The education system from the highest levels wants to weaken the ties between parents and children.
Last Thursday, U.S. Secretary of Education Miguel Cardona would not say definitively during congressional testimony whether parents should be informed that their child is undergoing gender transition at school.
While Cardona said that schools “should be partnering with parents on communication,” he also said some issues are “very sensitive.”
“I have spoken to students who shared, whatever situation is at their home, that they felt safe at the school, and we have to be careful not to turn this into something that it’s not,” Cardona said in response to Rep. Jim Banks’s question. “Our schools are safe places for our students, and our teachers are often the front-liners when it comes to supporting our students when they have issues in their lives.”
Schools may truly represent a “safe place” for children in abusive homes. Situations like this do exist, and schools can play a crucial role in identifying and responding to these cases. But that’s not what Banks was referring to.
Banks was clearly getting at school district policies that allow staff to hide a student’s decision to adopt a transgender identity. Schools with these policies begin addressing students by new names and pronouns without informing the parents. Cardona’s inability to answer the question directly speaks volumes.
School policies prohibiting staff from disclosing a student’s decision to transition do not protect against abuse. They defend adults who blindly affirm children in dangerous decisions with life-long consequences. They also create perfect environments ripe for manipulation, such as the case of a California mother who claimed teachers were responsible for her daughter’s social transition. Students receive no questions when they decide they are a different gender, nor do they receive guidance on how to deal with possible underlying issues. Lack of parental input is especially concerning when considering how transgenderism can act as a social contagion among adolescent girls, a trend well documented by researcher Dr. Lisa Littman and journalist Abigail Shrier, who draws on Littman’s work.
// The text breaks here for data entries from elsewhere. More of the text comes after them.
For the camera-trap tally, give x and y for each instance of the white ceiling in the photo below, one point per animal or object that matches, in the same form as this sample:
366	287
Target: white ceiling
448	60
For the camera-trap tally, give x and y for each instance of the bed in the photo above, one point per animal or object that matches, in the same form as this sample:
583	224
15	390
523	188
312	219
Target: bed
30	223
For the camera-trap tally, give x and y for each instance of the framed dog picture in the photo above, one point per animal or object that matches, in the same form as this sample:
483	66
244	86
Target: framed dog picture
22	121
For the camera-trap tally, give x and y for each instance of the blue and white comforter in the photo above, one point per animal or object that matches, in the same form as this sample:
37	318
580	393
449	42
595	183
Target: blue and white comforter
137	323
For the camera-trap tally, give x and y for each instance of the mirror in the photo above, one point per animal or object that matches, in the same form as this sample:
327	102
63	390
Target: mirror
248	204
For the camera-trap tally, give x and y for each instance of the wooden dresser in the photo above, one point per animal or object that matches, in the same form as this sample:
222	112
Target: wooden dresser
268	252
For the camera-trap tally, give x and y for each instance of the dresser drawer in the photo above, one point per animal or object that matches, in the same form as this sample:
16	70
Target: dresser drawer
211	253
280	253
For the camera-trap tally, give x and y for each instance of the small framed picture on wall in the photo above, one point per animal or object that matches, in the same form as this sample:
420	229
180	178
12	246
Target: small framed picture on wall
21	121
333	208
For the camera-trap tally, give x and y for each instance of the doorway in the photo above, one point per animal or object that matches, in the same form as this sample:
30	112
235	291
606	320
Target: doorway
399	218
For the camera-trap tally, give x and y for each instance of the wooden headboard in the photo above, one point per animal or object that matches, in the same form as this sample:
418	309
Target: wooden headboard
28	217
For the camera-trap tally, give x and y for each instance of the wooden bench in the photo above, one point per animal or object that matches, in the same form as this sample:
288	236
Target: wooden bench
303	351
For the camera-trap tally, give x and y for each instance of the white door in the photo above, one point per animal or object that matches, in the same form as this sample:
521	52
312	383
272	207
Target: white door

Making schools a “safe place” for students to hide their transition from parents simply means shielding them from the possibility of warranted questions about their decisions at home. It silences parents who may be understandably upset that their child has been convinced he or she is a different gender by teachers and staff. There is no equivalence between abusive parents and those who wish to protect their children from gender ideology.
Cardona’s remarks are just the latest in a long string of attacks against parents’ rights to their children.
Parents are often left in the dark when it comes to a divisive and inappropriate curriculum. They’re demonized by politicians who believe that they should not have a say in their child’s education. Basic protections, like those outlined in Florida’s Parental Rights in Education Bill, which barred students under third grade from being exposed to instruction on gender or sexuality and required parents to be notified about changes in student health, receive outsize backlash.
Children belong to parents, not the education system. It’s an important fact to press — and a right parents do not want to lose. Dividing children from their parents’ care had long been a Marxist tactic to undermine the family structure.
As Soviet revolutionary and politician Alexandra Kollontai wrote, “The old family, narrow and petty, where the parents quarrel and are only interested in their own offspring, is not capable of educating the ‘new person.’ The playgrounds, gardens, homes and other amenities where the child will spend the greater part of the day under the supervision of qualified educators will, on the other hand, offer an environment in which the child can grow up a conscious communist who recognises the need for solidarity, comradeship, mutual help and loyalty to the collective.”
Using the education system to prevent parents from knowing what is going on in their child’s life is an effective way to weaken family bonds, encouraging the next generation to abandon the values of their parents in favor of the state.
Katelynn Richardson is a Summer 2022 Washington Examiner fellow.